Apparently it dislikes one of these:

api.nodes("px03/qemu").create(**{
  'smbios1': 'uuid=9bdc528d-3a9a-424c-8cb7-5944832d741e',
  'tags': 'prod', 'ostype': 'l26', 'boot': 'cd', 'sockets': 1, 'numa': 0,
  'name': 'kvm09-xxx--CREATING', 'bootdisk': 'scsi0',
  'net0': 'virtio=12:05:48:BF:7E:91,bridge=vmbr1,firewall=1',
  'onboot': 1, 'meta': 'creation-qemu=6.1.0,ctime=1643742755',
  'cores': 1, 'memory': 2048, 'agent': '1', 'vmid': 128
})

What you can do is add a breakpoint before L477:

        try:
            import pdb; pdb.set_trace()  # <-- add this line
            vmhash = getattr(api_node, 'qemu').create(**mutable_config)
        except ResourceException:
            log.exception(

Then you can try running the code above manually, whilst leaving out one or more arguments.

E.g.

(pdb) mydict = {'smbios1': 'uuid=9bdc528d-3a9a-424c-8cb7-5944832d741e', 'tags': 'prod', 'ostype': 'l26', 'boot': 'cd', 'sockets': 1, 'numa': 0, 'name': 'kvm09-xxx--CREATING', 'bootdisk': 'scsi0', 'net0': 'virtio=12:05:48:BF:7E:91,bridge=vmbr1,firewall=1', 'onboot': 1, 'meta': 'creation-qemu=6.1.0,ctime=1643742755', 'cores': 1, 'memory': 2048, 'agent': '1', 'vmid': 128}
(pdb) tmpdict = mydict.copy()
(pdb) del tmpdict['tags']
(pdb) api.nodes("px03/qemu").create(**tmpdict)

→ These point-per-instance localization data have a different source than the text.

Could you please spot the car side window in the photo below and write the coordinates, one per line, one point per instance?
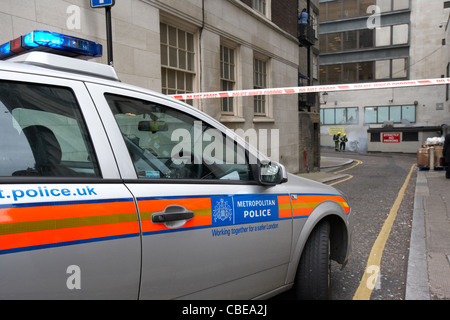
(165, 143)
(43, 133)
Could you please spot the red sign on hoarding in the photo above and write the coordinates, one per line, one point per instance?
(391, 137)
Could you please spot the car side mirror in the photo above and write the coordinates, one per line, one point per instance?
(271, 173)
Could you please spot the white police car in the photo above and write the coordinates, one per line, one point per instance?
(112, 191)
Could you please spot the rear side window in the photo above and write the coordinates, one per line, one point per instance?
(43, 133)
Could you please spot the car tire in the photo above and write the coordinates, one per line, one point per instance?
(313, 278)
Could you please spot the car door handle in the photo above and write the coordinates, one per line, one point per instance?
(172, 213)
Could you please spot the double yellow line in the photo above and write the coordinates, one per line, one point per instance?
(371, 273)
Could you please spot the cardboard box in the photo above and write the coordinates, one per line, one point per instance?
(423, 157)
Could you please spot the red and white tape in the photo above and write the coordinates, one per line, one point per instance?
(307, 89)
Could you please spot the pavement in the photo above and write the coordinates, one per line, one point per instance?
(428, 275)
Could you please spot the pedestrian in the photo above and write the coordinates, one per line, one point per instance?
(447, 155)
(303, 17)
(344, 140)
(336, 139)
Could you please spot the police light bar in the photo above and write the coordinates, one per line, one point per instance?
(56, 43)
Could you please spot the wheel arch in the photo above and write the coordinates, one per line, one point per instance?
(339, 235)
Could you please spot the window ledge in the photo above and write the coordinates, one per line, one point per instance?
(231, 119)
(263, 119)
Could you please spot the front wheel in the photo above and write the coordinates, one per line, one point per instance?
(313, 278)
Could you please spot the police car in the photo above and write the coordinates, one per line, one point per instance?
(111, 191)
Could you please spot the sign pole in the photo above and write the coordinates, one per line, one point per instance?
(107, 4)
(109, 35)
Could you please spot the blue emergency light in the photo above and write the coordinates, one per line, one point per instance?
(51, 42)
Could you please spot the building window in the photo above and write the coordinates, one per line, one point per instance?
(347, 73)
(177, 60)
(227, 77)
(344, 9)
(259, 82)
(396, 114)
(391, 69)
(410, 136)
(333, 116)
(260, 6)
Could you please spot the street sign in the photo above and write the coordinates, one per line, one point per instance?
(391, 137)
(102, 3)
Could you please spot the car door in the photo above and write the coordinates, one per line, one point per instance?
(209, 230)
(68, 225)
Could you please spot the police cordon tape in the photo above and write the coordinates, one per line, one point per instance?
(309, 89)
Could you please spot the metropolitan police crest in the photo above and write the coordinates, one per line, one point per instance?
(222, 211)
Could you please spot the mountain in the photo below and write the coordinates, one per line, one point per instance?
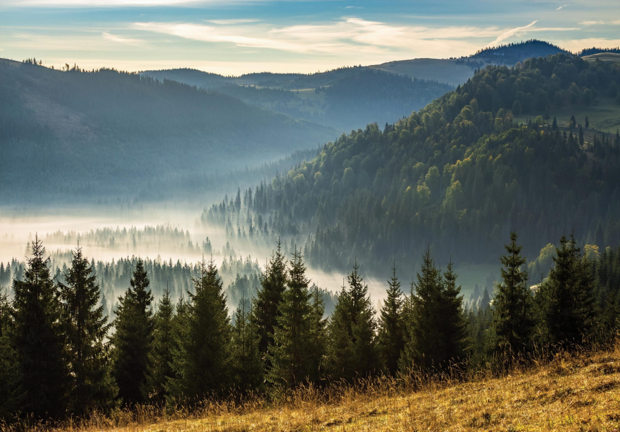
(456, 71)
(80, 132)
(459, 175)
(344, 99)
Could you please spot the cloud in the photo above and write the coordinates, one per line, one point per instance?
(232, 21)
(118, 39)
(512, 32)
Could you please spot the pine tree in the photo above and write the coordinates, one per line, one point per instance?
(391, 340)
(133, 337)
(452, 318)
(160, 355)
(427, 345)
(247, 363)
(513, 306)
(202, 366)
(11, 376)
(353, 319)
(565, 298)
(85, 327)
(37, 337)
(265, 309)
(293, 354)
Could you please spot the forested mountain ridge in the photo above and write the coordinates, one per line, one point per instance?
(113, 130)
(458, 176)
(345, 98)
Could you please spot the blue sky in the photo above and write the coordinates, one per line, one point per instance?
(235, 37)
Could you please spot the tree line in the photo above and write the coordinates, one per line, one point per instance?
(60, 356)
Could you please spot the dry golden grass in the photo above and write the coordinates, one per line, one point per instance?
(573, 393)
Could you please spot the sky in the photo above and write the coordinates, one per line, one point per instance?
(233, 37)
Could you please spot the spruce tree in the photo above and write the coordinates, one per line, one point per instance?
(133, 337)
(11, 376)
(160, 355)
(452, 318)
(566, 299)
(353, 346)
(265, 309)
(391, 340)
(513, 305)
(202, 366)
(85, 327)
(294, 352)
(434, 320)
(37, 338)
(247, 363)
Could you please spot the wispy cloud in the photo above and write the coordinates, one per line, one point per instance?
(512, 32)
(118, 39)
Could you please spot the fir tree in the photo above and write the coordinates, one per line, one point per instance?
(566, 297)
(11, 376)
(512, 307)
(202, 366)
(353, 350)
(37, 337)
(247, 362)
(391, 340)
(133, 337)
(293, 354)
(265, 309)
(160, 355)
(85, 327)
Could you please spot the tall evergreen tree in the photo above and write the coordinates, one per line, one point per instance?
(293, 354)
(566, 297)
(85, 327)
(10, 376)
(391, 338)
(352, 346)
(248, 366)
(452, 318)
(434, 319)
(160, 355)
(133, 337)
(513, 304)
(37, 337)
(203, 364)
(265, 309)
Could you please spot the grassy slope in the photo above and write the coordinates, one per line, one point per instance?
(571, 393)
(603, 116)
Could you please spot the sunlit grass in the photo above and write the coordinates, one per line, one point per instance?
(578, 392)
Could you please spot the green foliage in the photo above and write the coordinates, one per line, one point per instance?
(295, 352)
(161, 351)
(353, 349)
(247, 367)
(391, 338)
(86, 329)
(265, 309)
(566, 297)
(435, 324)
(38, 339)
(202, 364)
(513, 304)
(133, 337)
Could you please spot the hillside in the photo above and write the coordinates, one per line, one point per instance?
(457, 71)
(458, 175)
(344, 99)
(79, 132)
(581, 392)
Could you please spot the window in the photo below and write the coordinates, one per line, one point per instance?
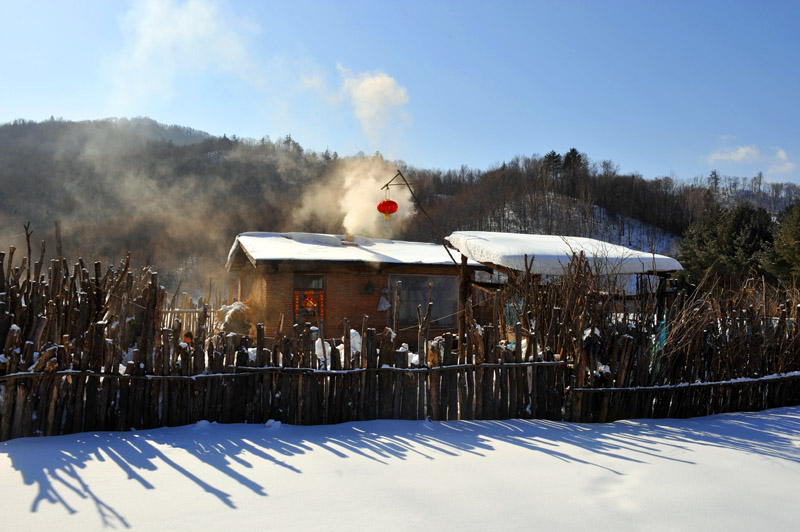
(414, 292)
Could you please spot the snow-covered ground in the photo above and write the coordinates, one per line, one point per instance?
(727, 472)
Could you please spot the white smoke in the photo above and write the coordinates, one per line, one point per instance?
(376, 97)
(348, 198)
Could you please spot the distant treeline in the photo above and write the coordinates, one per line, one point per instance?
(176, 197)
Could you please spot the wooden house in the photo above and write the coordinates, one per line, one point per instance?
(308, 276)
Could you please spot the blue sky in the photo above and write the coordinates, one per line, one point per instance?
(661, 88)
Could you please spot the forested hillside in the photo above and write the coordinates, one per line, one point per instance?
(176, 197)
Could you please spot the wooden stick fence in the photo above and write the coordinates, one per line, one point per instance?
(86, 351)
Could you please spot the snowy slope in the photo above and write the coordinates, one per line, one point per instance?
(728, 472)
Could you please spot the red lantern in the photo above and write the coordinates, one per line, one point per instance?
(387, 207)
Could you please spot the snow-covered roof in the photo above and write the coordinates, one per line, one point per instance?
(551, 254)
(274, 247)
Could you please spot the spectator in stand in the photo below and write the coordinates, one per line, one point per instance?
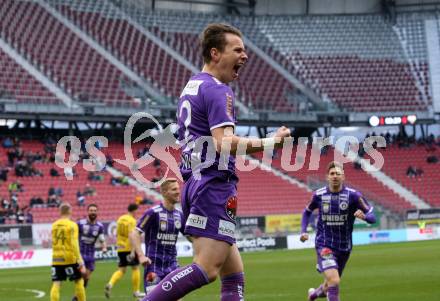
(89, 190)
(410, 172)
(19, 216)
(138, 199)
(29, 218)
(54, 201)
(51, 191)
(419, 172)
(7, 143)
(432, 159)
(36, 201)
(54, 173)
(4, 174)
(109, 160)
(81, 199)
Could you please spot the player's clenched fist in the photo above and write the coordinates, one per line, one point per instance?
(360, 214)
(144, 260)
(304, 237)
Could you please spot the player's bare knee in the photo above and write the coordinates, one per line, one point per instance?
(333, 281)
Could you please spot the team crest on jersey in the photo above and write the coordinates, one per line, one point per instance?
(177, 223)
(326, 253)
(163, 225)
(343, 205)
(231, 207)
(326, 197)
(163, 218)
(229, 105)
(325, 207)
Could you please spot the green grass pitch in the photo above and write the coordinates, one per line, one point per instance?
(383, 272)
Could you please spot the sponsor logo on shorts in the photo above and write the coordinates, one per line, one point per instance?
(325, 207)
(343, 205)
(328, 263)
(197, 221)
(326, 253)
(167, 286)
(226, 228)
(163, 225)
(231, 207)
(177, 223)
(182, 274)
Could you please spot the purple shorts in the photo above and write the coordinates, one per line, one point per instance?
(329, 259)
(209, 206)
(156, 271)
(89, 263)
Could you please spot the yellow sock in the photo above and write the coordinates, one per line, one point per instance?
(55, 292)
(116, 277)
(136, 279)
(80, 291)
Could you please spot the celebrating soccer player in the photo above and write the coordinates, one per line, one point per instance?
(90, 230)
(338, 207)
(161, 225)
(206, 116)
(66, 258)
(126, 224)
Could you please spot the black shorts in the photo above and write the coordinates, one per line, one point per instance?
(62, 272)
(124, 259)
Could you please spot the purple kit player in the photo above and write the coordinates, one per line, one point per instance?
(338, 207)
(160, 225)
(206, 113)
(90, 230)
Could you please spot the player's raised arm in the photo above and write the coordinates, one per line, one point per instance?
(101, 239)
(75, 245)
(365, 210)
(225, 137)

If that works, then the new proxmox doesn't handle the tags parameter.

wdoekes commented 2 years ago

Also, you'll likely want one of these fixes, so you get useful info from the proxmox 400 error:

https://github.com/ossobv/proxmove#debugging https://github.com/proxmoxer/proxmoxer/commit/6c980a9f9c364f4f317924f0425f87ba16fbeb6f https://github.com/swayf/proxmoxer/pull/83/files https://github.com/swayf/proxmoxer/pull/55/commits/065ec5963189da3a7cf5e7c93f154033a1ba9fff

megabert commented 2 years ago

Thanks for the support. The patch for the issues you hinted for additional debug info is already applied to my proxmoxer Version.

I created a new test-VM.

The issue is caused by the "meta" key:

(Pdb) mydict = {'ostype': 'l26', 'smbios1': 'uuid=5142e2cd-6f73-4ddc-abce-eb75805c3cbb', 'boot': 'cd', 'net0': 'virtio=CA:50:BA:45:1E:88,bridge=vmbr0,firewall=1', 'name': 'testvm--CREATING', 'numa': 0, 'scsihw': 'virtio-scsi-pci', 'sockets': 1, 'cores': 1, 'meta': 'creation-qemu=6.1.0,ctime=1643811510', 'memory': 2048, 'vmid': 128}
(Pdb) tmpdict = mydict.copy()
(Pdb) self.api.nodes("px03/qemu").create(**tmpdict)
*** proxmoxer.core.ResourceException: 400 Bad Request: Parameter verification failed.
(Pdb) del tmpdict['meta']
(Pdb) self.api.nodes("px03/qemu").create(**tmpdict)
'UPID:px03:000B75E2:097D2D73:61FA9776:qmcreate:128:adminrobot@pve:'

A "meta" - Key is not listed in Proxmox PVE API Viewer:

https://pve.proxmox.com/pve-docs/api-viewer/index.html#/nodes/{node}/qemu

This may serve as a first workaround:

+++ proxmove    2022-02-02 15:53:26.243581105 +0100
@@ -466,6 +466,7 @@
         # Guess new VMID, set id and name.
         vmid = self.get_free_vmid()
         mutable_config['vmid'] = vmid
+        del mutable_config['meta']
         mutable_config['name'] = name_with_suffix
         assert 'hostname' not in mutable_config, mutable_config  # lxc??
wdoekes commented 2 years ago

Nice going. This commit should fix it for you.